Jordan will submit her thesis at the end of August and graduate from Cardiff Met with a master’s in Fine Arts in September, and thus only play for Worcester going forward.

“This time I wanted to bring my kids with me, but my grandma was like, NO. She was definitely keeping the kids with her because of Covid and because it keeps flaring up,” said Jordan, who tells the kids she’s going back to Wales for work, which they associate with dad on deployment. “But I’m very excited they offered me a position. The team’s taken a turn and it’s very positive. There are so many new people coming in and of course I can’t wait to play with my old teammates again.”

Jordan is going to throw herself into the training and get everything she hopefully needs from the quality coaching staff and elite-level teammates.

“I hope to get trained up so I can try out for the USA team,” Jordan said. “That is a goal of mine, to get to a camp and see if I can make it.”

Jordan has her goals, but she’s always thinking about her children and the example she’s setting for them.
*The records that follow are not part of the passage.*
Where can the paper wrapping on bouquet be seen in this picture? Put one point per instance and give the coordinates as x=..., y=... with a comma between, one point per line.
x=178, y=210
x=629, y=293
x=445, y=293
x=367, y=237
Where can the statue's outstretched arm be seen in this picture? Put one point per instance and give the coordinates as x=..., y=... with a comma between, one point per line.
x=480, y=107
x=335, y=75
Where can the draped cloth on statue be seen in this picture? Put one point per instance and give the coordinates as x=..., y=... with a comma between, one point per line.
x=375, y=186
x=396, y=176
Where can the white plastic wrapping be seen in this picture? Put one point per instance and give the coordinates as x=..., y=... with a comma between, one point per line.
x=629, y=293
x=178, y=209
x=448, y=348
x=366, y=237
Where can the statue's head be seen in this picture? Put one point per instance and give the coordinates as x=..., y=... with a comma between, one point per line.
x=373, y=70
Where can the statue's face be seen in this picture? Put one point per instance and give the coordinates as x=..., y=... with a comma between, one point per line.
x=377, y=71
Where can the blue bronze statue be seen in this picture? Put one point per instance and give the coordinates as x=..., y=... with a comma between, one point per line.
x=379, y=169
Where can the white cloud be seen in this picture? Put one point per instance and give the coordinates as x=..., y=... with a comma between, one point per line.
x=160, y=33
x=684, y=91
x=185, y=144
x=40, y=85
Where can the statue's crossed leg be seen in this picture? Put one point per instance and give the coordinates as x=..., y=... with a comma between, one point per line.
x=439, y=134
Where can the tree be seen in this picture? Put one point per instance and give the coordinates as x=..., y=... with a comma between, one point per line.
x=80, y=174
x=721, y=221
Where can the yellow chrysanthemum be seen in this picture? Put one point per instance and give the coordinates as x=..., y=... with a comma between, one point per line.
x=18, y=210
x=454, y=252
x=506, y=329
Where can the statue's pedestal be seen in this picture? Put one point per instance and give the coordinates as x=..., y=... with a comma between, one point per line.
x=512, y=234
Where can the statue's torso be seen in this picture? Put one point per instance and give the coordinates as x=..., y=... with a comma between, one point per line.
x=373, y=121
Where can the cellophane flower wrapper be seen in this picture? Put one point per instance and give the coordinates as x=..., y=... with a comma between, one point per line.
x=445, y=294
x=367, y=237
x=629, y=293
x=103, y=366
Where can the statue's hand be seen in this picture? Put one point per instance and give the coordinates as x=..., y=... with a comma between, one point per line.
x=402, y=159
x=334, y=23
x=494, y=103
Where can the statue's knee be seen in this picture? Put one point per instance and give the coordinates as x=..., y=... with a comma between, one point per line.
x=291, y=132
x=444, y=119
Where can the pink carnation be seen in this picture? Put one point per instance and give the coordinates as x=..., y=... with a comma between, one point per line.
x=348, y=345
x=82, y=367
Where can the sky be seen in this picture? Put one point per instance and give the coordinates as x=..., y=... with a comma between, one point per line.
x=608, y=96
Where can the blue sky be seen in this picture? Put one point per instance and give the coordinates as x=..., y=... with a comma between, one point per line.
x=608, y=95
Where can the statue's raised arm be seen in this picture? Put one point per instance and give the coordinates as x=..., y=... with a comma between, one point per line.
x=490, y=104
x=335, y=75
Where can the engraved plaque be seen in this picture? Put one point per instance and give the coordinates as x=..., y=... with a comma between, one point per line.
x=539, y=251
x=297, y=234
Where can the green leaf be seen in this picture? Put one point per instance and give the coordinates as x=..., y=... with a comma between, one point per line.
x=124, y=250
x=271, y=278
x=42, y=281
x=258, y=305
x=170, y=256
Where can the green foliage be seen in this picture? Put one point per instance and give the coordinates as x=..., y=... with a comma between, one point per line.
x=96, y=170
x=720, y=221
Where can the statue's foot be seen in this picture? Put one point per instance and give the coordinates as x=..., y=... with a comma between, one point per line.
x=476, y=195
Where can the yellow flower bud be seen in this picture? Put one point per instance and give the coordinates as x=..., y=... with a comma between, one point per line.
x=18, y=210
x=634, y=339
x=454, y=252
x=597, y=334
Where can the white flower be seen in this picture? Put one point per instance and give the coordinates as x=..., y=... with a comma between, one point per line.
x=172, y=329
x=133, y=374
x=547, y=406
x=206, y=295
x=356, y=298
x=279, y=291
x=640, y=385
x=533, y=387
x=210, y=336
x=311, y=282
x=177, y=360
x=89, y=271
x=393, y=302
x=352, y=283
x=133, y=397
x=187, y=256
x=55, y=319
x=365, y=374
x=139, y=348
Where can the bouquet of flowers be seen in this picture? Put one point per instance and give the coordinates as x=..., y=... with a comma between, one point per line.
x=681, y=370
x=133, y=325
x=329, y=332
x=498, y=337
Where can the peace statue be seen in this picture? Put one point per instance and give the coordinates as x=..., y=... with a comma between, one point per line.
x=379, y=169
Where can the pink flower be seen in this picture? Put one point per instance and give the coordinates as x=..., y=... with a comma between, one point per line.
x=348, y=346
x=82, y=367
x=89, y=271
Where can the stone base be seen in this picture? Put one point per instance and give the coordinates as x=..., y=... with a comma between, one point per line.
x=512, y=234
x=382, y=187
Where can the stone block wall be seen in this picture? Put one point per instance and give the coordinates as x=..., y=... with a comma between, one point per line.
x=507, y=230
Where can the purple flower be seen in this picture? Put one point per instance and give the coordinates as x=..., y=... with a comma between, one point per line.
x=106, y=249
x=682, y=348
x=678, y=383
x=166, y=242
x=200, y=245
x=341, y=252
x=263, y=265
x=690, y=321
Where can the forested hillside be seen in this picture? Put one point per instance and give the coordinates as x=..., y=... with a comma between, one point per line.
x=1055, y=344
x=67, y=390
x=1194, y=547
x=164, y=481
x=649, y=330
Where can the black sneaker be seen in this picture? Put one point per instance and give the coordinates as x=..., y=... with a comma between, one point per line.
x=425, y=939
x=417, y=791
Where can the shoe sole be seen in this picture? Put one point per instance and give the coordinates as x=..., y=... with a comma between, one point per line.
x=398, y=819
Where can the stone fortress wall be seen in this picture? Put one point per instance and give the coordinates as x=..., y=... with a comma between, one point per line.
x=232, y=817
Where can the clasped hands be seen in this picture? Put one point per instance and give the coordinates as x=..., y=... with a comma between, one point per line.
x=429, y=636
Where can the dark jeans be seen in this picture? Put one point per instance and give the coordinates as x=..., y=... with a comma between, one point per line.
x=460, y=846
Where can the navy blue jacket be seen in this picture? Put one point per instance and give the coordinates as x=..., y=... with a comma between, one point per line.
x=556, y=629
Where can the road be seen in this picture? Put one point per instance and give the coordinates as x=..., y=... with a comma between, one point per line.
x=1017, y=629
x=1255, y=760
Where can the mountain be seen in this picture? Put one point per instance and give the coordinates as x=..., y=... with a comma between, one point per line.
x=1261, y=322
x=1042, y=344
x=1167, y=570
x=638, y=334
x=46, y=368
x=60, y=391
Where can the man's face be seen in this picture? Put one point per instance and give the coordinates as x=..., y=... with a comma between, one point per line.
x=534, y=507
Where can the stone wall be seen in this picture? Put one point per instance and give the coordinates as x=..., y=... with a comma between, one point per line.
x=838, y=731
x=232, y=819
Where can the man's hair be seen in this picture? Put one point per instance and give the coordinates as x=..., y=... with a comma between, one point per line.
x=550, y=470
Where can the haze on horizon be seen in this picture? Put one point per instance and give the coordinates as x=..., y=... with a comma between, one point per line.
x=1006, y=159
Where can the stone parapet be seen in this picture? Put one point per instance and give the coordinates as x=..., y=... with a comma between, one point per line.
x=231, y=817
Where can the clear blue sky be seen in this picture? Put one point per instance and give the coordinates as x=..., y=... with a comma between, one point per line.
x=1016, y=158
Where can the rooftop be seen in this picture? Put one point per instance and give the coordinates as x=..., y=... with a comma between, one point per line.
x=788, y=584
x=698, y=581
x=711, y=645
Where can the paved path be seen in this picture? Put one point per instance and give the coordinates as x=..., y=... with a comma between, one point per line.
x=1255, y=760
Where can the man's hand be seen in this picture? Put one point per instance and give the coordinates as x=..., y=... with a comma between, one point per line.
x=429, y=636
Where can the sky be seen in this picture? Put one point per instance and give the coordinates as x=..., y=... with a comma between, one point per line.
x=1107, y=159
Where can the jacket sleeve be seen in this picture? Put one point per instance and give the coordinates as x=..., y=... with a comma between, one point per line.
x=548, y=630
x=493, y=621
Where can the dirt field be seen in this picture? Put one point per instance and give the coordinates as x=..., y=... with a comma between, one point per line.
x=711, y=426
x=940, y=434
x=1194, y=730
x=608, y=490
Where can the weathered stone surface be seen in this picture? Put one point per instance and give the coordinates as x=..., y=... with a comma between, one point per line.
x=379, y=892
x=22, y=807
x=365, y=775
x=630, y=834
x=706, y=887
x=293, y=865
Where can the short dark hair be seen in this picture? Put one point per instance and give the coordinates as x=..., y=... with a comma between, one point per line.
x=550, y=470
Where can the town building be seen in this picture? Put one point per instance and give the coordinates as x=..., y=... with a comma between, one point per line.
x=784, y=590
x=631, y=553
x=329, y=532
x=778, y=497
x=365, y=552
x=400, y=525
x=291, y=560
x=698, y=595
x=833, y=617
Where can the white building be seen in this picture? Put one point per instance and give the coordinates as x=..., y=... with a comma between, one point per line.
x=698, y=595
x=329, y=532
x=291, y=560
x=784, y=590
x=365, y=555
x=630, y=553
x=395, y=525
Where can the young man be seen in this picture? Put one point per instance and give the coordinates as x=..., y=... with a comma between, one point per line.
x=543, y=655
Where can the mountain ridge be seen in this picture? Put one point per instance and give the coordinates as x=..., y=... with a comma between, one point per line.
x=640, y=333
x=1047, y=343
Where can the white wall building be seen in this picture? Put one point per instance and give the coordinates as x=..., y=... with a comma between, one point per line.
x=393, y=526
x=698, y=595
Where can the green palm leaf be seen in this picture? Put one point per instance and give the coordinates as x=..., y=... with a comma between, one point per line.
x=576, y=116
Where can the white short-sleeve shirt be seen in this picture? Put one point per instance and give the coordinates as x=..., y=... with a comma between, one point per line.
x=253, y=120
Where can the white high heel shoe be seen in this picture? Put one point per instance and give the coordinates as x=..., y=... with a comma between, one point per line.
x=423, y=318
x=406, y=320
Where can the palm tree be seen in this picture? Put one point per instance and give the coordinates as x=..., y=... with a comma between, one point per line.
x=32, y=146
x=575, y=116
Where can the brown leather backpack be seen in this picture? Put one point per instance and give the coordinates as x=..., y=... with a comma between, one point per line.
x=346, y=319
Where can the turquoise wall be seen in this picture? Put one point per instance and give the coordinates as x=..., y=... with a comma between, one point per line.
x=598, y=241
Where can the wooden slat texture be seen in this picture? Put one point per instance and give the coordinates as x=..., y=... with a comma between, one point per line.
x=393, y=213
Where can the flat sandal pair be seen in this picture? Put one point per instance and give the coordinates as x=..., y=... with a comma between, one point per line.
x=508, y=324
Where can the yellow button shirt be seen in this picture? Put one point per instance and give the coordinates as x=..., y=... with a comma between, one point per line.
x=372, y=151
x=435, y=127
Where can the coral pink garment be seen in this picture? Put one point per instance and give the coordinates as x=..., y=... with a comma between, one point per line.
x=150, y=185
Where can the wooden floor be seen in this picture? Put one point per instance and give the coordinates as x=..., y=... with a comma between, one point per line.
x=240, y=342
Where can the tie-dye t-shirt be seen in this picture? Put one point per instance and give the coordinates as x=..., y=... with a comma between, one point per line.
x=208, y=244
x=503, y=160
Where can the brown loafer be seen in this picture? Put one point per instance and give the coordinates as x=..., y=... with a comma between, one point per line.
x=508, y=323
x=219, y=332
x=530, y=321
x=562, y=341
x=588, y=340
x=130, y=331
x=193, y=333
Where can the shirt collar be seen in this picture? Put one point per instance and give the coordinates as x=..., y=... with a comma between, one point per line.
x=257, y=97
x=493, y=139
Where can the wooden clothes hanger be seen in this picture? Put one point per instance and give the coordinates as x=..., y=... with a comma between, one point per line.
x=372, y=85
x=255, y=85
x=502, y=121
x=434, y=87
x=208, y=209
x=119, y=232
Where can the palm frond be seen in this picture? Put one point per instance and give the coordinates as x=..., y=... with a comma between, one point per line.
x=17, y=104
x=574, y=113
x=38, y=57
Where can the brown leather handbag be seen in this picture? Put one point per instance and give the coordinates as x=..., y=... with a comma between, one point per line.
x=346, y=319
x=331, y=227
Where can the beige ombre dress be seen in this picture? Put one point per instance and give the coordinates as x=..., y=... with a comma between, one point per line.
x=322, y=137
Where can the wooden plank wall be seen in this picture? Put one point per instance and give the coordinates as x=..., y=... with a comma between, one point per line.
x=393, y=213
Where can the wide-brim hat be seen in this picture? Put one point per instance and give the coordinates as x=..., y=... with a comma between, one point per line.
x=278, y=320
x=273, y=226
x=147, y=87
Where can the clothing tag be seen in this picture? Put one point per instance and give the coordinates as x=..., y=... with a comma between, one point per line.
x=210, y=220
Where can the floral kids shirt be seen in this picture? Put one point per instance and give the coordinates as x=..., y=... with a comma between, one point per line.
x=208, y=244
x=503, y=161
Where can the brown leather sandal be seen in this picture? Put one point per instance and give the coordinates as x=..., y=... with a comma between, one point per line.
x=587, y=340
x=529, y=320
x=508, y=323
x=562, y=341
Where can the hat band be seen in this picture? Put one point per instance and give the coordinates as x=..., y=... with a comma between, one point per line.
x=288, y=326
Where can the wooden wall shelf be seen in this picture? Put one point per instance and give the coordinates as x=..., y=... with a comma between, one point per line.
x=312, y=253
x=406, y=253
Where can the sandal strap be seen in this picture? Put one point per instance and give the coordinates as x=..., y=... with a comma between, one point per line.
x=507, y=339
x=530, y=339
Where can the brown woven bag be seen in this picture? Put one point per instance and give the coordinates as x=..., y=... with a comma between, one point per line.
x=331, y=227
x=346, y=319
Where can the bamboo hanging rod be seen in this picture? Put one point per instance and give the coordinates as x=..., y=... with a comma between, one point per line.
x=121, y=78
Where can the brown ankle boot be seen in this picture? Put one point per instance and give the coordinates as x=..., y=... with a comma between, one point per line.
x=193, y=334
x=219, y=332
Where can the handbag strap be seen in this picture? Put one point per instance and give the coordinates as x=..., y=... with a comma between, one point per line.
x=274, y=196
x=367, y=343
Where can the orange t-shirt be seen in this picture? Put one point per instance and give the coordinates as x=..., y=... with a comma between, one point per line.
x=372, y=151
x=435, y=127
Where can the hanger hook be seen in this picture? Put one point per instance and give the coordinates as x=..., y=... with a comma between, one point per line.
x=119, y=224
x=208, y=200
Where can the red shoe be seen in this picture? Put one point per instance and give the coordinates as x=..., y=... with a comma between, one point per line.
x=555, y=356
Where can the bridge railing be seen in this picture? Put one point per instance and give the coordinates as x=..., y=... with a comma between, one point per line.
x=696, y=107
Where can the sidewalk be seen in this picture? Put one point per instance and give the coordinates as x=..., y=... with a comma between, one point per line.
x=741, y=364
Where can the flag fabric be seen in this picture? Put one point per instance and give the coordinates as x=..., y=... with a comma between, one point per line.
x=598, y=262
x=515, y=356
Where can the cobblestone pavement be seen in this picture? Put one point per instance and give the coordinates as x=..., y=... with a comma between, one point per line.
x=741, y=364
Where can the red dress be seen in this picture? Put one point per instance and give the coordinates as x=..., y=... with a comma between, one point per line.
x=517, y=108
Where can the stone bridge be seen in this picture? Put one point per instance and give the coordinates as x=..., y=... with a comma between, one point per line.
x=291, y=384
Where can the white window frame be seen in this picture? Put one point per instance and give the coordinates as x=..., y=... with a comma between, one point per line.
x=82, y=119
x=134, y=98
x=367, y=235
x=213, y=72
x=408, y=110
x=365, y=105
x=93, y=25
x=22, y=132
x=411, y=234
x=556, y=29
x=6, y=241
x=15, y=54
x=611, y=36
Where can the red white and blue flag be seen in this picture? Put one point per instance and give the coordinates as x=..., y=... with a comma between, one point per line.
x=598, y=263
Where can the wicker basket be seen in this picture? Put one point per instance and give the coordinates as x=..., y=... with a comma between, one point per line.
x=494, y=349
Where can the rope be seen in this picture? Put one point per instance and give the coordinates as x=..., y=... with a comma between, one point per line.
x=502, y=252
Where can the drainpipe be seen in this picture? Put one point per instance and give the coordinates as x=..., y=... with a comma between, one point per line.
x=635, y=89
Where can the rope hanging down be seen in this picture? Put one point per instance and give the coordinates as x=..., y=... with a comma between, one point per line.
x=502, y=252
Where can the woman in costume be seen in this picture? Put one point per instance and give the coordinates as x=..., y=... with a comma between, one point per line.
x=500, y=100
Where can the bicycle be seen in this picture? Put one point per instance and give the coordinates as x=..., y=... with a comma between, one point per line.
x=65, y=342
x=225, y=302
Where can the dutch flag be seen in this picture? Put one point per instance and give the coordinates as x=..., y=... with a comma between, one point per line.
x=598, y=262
“When I spoke to my husband about it, he was like, ‘Think about all the things you wanted to do when you were pregnant.’ A lot of people let that stop them and I didn’t want to let that stop me,’’ Jordan said. “I was thinking about my mom. She was pregnant with me at the same age as when I had my son, and she’d tell me about the things that she stopped. She never, ever made me feel bad about it, but I never want my kids to feel like life has to stop just because something changed. I want them to know you can keep going, just know it’s going to be extra work you put into it, and that’s O.K.”